EU health systems at ‘critical moment’, require common approach

While there is no silver bullet to address the many issues facing Europe’s overstretched medical systems, addressing them at the EU level is a good start, former EU Health Commissioner Vytenis Andriukaitis said.

“Europe is running out of doctors and nurses and it is a really ongoing scenario,” Andriukaitis, now a special envoy of the World Health Organisation (WHO) European region, stressed at a European Institute of Health and Sustainable Development (EIHSD) event on 30 November.

The EU’s health systems are at a “very critical moment”, he added.

Since 2010, the proportion of foreign-trained nurses and doctors has risen faster than domestically trained professionals, with increased mobility driven by rising East to West and South to North intra-European migration, research shows.

The migration of health workers results in some sending countries facing substantial inequalities in the availability of health workers across the region, despite having medical programs full of students.
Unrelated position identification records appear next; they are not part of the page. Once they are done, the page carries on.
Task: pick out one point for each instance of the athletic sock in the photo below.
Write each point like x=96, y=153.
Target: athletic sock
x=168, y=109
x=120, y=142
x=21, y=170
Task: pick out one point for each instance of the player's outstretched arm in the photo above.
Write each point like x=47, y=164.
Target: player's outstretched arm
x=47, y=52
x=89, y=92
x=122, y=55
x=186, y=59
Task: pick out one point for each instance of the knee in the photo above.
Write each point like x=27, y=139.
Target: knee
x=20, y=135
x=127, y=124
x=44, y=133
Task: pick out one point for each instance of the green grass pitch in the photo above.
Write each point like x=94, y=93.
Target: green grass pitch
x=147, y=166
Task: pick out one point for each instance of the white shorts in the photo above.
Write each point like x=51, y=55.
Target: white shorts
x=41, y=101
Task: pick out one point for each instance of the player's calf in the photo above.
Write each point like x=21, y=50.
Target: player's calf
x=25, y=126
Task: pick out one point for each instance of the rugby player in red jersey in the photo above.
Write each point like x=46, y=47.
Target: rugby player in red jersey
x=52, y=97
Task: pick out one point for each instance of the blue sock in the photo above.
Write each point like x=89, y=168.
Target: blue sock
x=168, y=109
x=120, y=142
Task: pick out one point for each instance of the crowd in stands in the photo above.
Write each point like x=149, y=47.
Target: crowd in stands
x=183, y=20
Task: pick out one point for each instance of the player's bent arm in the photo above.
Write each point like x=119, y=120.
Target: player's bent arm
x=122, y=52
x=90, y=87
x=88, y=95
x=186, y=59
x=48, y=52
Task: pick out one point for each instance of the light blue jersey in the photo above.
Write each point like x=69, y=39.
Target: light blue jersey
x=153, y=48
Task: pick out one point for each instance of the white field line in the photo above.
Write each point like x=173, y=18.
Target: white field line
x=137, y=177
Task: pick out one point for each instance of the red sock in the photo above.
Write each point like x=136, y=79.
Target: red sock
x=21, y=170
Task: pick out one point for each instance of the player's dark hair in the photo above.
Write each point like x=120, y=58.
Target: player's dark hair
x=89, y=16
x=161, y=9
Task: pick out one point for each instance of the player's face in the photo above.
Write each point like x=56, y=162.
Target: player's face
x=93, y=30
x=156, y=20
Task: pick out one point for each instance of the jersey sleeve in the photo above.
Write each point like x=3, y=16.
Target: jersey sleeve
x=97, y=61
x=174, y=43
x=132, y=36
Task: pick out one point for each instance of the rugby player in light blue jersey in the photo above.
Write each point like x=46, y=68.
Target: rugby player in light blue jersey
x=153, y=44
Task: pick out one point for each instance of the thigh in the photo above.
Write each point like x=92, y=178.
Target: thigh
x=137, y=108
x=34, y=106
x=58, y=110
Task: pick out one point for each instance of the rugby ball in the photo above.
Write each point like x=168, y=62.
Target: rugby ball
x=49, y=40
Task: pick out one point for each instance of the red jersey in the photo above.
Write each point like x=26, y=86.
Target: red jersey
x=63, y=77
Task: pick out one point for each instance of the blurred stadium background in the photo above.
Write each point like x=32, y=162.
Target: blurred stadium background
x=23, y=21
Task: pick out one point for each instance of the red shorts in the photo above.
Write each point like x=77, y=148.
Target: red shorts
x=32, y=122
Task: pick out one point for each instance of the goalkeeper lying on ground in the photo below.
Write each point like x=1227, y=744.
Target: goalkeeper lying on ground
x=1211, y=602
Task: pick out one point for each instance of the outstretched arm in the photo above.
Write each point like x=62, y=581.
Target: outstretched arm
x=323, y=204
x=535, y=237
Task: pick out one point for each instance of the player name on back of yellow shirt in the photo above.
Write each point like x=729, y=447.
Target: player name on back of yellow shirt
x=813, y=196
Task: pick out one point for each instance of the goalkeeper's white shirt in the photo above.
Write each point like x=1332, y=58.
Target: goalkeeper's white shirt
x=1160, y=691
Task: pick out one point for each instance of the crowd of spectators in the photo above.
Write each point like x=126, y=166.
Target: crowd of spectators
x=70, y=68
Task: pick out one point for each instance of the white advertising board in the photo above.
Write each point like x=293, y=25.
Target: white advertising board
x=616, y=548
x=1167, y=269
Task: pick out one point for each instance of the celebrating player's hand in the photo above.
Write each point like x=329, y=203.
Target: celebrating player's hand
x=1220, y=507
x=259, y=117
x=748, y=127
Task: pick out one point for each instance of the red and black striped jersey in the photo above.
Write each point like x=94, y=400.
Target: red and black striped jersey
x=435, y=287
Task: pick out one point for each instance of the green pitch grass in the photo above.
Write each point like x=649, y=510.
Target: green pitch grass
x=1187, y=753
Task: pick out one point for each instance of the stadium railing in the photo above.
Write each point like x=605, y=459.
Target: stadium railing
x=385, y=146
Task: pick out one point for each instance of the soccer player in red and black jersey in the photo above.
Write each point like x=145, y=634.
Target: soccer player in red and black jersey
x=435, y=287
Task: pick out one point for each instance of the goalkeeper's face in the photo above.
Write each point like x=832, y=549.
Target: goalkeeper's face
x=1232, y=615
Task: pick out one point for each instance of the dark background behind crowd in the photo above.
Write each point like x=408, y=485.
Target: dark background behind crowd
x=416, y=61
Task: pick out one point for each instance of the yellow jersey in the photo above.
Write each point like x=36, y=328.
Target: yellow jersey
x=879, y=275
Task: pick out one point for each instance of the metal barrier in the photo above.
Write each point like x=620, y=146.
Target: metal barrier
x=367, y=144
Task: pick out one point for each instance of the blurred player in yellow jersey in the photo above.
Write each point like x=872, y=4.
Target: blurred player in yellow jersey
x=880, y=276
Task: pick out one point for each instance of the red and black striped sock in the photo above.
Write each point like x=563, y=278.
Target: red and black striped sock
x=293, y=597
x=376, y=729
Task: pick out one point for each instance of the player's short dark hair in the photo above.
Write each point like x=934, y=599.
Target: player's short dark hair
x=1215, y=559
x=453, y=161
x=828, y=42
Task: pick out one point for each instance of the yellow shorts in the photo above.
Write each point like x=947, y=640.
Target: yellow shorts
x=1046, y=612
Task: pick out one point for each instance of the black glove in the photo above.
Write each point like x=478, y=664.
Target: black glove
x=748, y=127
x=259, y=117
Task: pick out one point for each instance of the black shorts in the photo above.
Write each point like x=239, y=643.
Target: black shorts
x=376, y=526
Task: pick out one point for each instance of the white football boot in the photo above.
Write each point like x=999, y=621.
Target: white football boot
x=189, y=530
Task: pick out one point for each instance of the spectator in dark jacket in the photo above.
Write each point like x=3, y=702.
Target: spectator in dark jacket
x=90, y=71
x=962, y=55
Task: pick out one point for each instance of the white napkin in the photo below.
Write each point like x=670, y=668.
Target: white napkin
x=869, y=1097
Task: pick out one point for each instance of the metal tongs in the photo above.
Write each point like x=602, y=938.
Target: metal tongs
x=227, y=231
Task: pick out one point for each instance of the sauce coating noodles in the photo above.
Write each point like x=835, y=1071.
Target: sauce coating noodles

The findings of the September WHO report on the health and care workforce in Europe suggested that without immediate action, health and care workforce gaps in the European region could spell disaster.

Unequal distribution of healthcare workers creates “medical deserts” –  a lack of medical personnel or medical services in certain geographical areas or communities, mostly in rural and remote regions, especially when it comes to vulnerable minority populations and they are seen all over Europe.

“Millions of Europeans don’t have a referring general practitioner,” he added, highlighting the lack of family doctors and general practitioners in rural, remote and underdeveloped areas.

For example, Lithuania’s healthcare system is currently lacking 2,000 nurses, despite nursing programmes being full, with LRT reporting that the main reason is migration. It is estimated that in the next 10 years, the number will rise to 3,000.

“Sending member states are investing a lot for expensive training. But the health workforce may end up working at the level below their qualifications,” Andriukaitis stressed, referring to staff who immigrate to other countries after they qualify.

He urged that receiving member states are using “health care professionals from poorer member states as a quick fix to the health worker shortage in their health care systems”.

Wind of change

National governments, however, cannot face the plethora of issues facing the health system alone, Corrine Hinlopen, a global health policy researcher at Wemos, highlighted.

“It’s essential that we have to look at what the EU can do,” she stressed. “We regard health as a national competence. But it isn’t in the European integrated level market.”

Investments made in one country can yield economic and health benefits in another country, she said, adding that internal market forces can override the efforts of national governments.

In the Lisbon Treaty, common safety concerns in public health matters are ‘shared competence’, while protection and improvement of human health fall under Article 6 as supporting competence. As such, the EU can only intervene to support, coordinate or complement the action of its member states.

Andriukaitis has repeatedly called for amendments of the Lisbon treaty to better enable EU institutions to effect change in health policy.

“The only right way is to keep health at the highest level as an European issue, not only as a member states’ issue,” he said.

“We need to think about possibilities to improve the Lisbon treaty to provide EU with shared competencies otherwise, there will be no possibility to push member states to be more active in face of such a big, big crisis,” he concluded.